8Explain the implications of ‘large number of buyers and sellers’ and ‘homogeneous product’ features of perfect competition.
Ans: a. Implication of ‘Large Number of Buyers and Sellers’  Under perfect competition, the numbers of sellers are so large that each seller supplies a very small portion of the total quantity offered in the market. In this situation, any increase or decrease in supply by an individual seller has negligible effect on the total supply of the commodity in the market. As a result, a single seller is not in a position to influence the price of the product and therefore, takes the price of the product. Similarly, the number of buyers is so large that the demand of each buyer is a very small portion of the total demand of the market. Under such condition, no single buyer shall be able to influence the market price of the commodity by increasing or decreasing its purchases.
b. Homogeneous Product: The product produce by the firms under perfect competition is homogeneous in nature which means products are identical in shape, size, colour taste etc. It means products of various firms are perfect substitutes for one another. As a result of this feature, the buyer cannot distinguish between the product of one firm and that of another. Therefore, buyer becomes indifferent to the particular firm from which he buys. In this situation, no firm can charge different price of the product it produces. Hence, a uniform price prevails in the market and demand curve is perfectly elastic.                                                                                                                                                 

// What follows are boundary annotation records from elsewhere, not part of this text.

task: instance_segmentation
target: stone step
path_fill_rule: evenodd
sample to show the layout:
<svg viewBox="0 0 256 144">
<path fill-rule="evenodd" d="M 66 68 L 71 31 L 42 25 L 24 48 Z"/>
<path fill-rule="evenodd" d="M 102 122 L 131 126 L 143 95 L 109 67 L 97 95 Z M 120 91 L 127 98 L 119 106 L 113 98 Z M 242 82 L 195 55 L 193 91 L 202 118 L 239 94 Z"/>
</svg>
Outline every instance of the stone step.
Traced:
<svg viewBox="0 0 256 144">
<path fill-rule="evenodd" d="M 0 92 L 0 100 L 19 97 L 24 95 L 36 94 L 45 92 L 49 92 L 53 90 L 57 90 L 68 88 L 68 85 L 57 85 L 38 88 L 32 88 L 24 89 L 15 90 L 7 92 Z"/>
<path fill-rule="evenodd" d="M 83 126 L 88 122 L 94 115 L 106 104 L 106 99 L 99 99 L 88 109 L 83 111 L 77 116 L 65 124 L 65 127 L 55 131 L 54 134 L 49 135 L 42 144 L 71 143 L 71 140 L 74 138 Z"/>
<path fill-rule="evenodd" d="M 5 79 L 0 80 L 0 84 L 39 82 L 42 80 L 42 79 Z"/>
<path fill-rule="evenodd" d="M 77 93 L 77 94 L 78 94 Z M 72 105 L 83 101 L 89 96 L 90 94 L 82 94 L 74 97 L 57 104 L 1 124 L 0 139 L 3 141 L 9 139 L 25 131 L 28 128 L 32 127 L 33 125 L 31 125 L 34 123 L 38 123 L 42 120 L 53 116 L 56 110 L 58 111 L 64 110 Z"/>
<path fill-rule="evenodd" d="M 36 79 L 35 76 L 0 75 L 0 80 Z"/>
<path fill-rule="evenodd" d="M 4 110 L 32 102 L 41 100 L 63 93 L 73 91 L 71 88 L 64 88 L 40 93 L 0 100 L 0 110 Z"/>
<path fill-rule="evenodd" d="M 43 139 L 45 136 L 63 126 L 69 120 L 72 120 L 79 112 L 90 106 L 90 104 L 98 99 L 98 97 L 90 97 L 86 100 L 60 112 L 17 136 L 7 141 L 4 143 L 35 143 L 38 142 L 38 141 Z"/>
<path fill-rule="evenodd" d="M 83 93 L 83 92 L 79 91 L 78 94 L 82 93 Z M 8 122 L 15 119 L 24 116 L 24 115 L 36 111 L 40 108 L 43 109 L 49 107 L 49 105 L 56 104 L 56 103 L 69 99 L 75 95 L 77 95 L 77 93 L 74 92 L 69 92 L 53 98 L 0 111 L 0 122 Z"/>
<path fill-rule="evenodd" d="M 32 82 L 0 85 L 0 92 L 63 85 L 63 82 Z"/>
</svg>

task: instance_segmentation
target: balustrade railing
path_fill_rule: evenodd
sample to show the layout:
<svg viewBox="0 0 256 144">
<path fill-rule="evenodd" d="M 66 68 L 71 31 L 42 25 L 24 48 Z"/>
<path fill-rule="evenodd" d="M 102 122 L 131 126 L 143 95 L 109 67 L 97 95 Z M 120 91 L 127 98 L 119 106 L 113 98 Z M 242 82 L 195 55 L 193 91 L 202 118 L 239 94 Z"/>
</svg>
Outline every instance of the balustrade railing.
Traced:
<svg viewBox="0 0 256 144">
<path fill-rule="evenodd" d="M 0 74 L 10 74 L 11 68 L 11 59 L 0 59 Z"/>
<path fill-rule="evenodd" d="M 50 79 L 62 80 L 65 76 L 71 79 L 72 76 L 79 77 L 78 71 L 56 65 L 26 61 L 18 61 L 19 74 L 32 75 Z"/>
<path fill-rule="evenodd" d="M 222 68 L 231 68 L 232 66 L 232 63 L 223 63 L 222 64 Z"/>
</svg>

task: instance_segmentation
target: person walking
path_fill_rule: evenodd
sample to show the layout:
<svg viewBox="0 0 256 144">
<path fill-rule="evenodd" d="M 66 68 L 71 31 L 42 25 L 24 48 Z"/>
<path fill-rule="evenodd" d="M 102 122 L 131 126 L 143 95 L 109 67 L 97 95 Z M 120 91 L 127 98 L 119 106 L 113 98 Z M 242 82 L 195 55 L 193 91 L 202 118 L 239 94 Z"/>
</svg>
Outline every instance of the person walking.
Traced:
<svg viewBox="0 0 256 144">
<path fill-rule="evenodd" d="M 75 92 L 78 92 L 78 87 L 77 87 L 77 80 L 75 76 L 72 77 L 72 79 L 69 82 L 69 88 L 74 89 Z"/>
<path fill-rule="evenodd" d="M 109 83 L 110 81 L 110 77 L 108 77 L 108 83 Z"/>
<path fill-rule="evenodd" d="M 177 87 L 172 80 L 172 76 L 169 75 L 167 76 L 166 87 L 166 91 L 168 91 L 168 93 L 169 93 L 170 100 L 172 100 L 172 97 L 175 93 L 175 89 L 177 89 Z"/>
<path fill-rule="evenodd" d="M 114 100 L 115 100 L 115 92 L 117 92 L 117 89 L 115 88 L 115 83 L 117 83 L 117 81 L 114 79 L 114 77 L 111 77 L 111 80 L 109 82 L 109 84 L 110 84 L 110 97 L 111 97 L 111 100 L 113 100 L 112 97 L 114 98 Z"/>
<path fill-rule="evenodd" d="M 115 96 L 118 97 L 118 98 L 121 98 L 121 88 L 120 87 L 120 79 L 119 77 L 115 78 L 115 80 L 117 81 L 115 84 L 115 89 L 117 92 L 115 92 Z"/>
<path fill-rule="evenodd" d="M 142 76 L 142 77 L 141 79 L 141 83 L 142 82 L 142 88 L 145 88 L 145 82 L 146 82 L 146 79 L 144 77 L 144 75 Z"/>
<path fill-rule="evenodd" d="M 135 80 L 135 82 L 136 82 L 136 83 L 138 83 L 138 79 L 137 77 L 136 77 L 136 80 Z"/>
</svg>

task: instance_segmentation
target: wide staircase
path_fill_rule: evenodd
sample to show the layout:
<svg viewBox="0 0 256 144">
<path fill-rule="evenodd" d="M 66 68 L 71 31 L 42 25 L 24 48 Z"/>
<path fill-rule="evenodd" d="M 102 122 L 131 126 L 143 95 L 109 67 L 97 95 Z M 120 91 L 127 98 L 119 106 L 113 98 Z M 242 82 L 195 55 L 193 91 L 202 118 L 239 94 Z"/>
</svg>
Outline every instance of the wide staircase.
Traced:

9Explain the shape of Average Revenue (AR) and Marginal Revenue (MR) under perfect competition. Ans: In perfect competition, a firm can sell any amount of output at a given price. It means firm’s additional revenue (MR) from the sale of every additional unit of the commodity will be just equal to the market price (AR). Hence Average Revenue and marginal revenue become equal (AR=MR) and constant in that situation. As a result the AR curve and MR curve will be same and both curve will be horizontal or parallel to the X-axis.  
 10Explain a firm under Perfect Competition is  Price Taker
Ans: In a perfectly competitive market, the price of a commodity is determined by the demand and supply of the whole industry. A firm working under the industry has to accept the price decided by the industry. Here the group of firms collectively known as industry. Under perfect competition the price of a commodity is determined by intersection of market demand and market supply of the whole industry.  Therefore, industry is called price maker. Every firm has to accept the price determined by the industry. It means a firm cannot change the price, it takes the price as it is and hence known as price taker. Diagram We know that all firms under perfect competition produce homogeneous products. It implies that all firms charge the same price for the products. If any firm attempts to charge a higher price, no buyer buys it from the firm. Besides this, there are a large number of firms. It implies that each firm is so small compared to the market that no single firm can influence the market price.